Réponse Riad Turk: «L’erreur principale a été constitué par notre précipitation avec laquelle nous avons décrété l’unité de l’opposition et notre précipitation dans la formation du Conseil National sur la base d’un accord avec les principales forces politiques notamment les démocrates artisans de la «Proclamation de Damas» adoptée lors du « printemps syrien de 2000 et les Frères Musulmans, sans poser de conditions à leur participation notamment dans l’hypothèse où l’un des participants aurait manqué à son engagement. Sans poser de garde-fous à des débordements.

«Il était convenu que le Conseil National serait dirigé par une équipe représentant les 7 forces principales, chacune représentée par 7 délégués, opérant sur un pied d’égalité. La direction collégiale était constituée de 28 membres. Mais les tribus ont réclamé de participer à cette direction collégiale 28 membres, mais agissaient en fait en tant que sous-marins des Frères Musulmans. De sorte qu’au lieu de 28 délégués, la direction collégiale s’élevait à 52 membres, dont la majorité avait prêté allégeance à la confrérie.

«2me erreur : L’usage abusif du terme auto-défense face à la violence et à la barbarie du régime syrien, sans le moindre contrôle tant sur la réalité de cette violence que sur le bien-fondé de l’usage de l’auto-défense.
«Notre parti (Le Parti démocratique du peuple) avait pris bien soin de ne pas nous impliquer dans le moindre conflit et nous avons veillé à ne pas être lié à aucune force étrangère.

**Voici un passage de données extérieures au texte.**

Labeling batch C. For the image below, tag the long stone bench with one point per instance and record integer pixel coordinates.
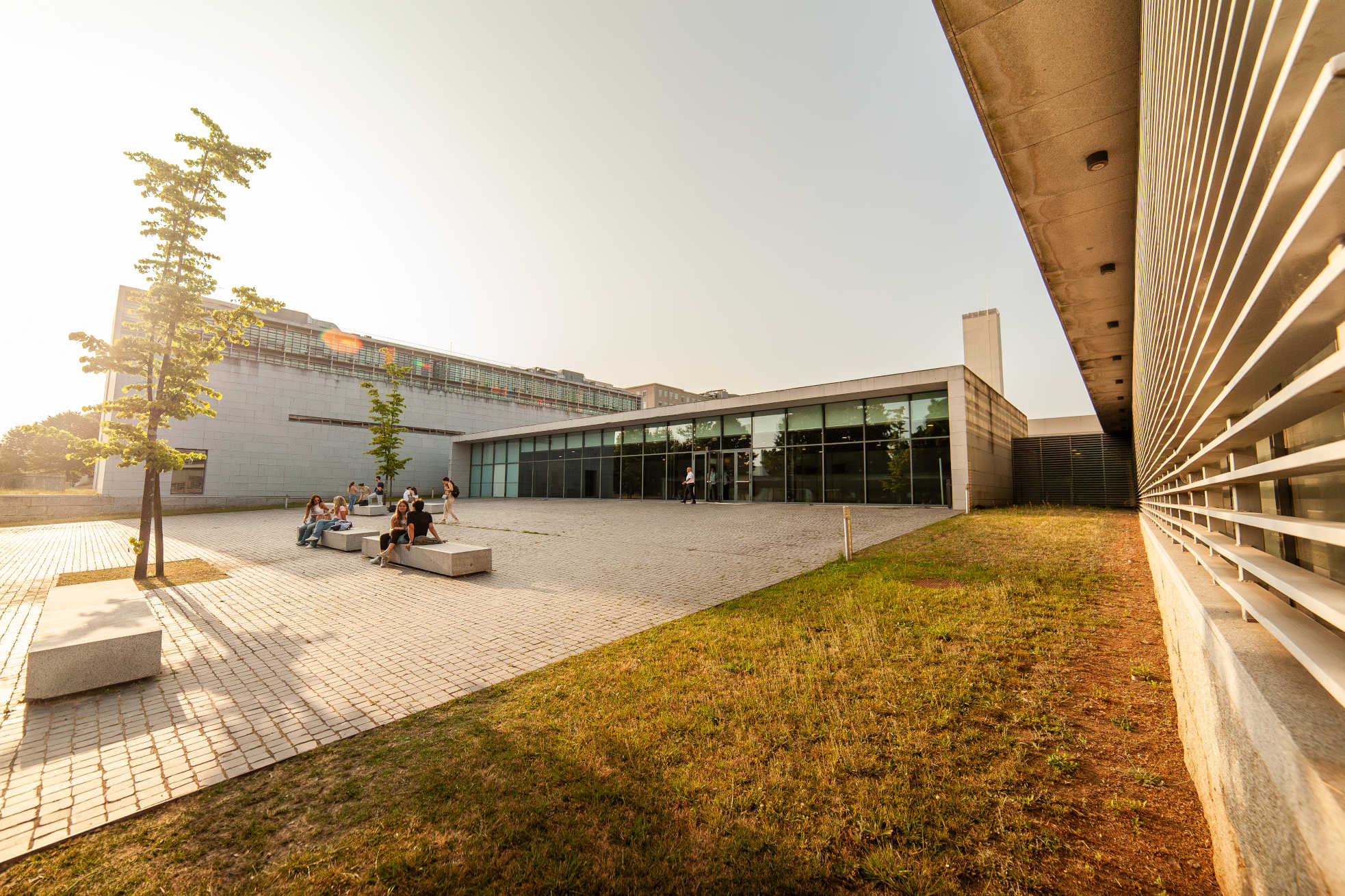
(92, 635)
(348, 540)
(449, 559)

Mais d’autres, en revanche, se sont engagés dans cette orientation dès le début du conflit armé y compris dans ses prolongements régionaux et internationaux.
«La militarisation du conflit s’est faite progressivement au rythme de son islamisation en fonction des agendas des puissances régionales qui parrainaient les groupements islamistes armés. Il en est résulté une dérive des principaux objectifs de la Révolution et la mise sous tutelle internationale des principales formations de l’opposition syrienne.

«La 3eme erreur : Le rêve caressé par les forces de l’opposition de bénéficier d’un soutien marqué occidental face au régime syrien s’est vite dissipé. Ce rêve-là ne n’est pas réalisé, produisant un effet inverse sur la révolution.
Il eut été plus judicieux si notre collègue était allé au bout de son auto critique en soulignant son rôle et celui de son parti dans la popularisation de l’idée de l’intervention étrangère.
Et plutôt que de critiquer notre position, nous rejoindre en se dressant contre toute intervention étrangère. Et plutôt que de nous accuser de faire le jeu du régime, de se placer au diapason de notre position en prônant une révolution civique par des moyens pacifiques, contre la militarisation, l’islamisation et la confessionnalisation du conflit de Syrie.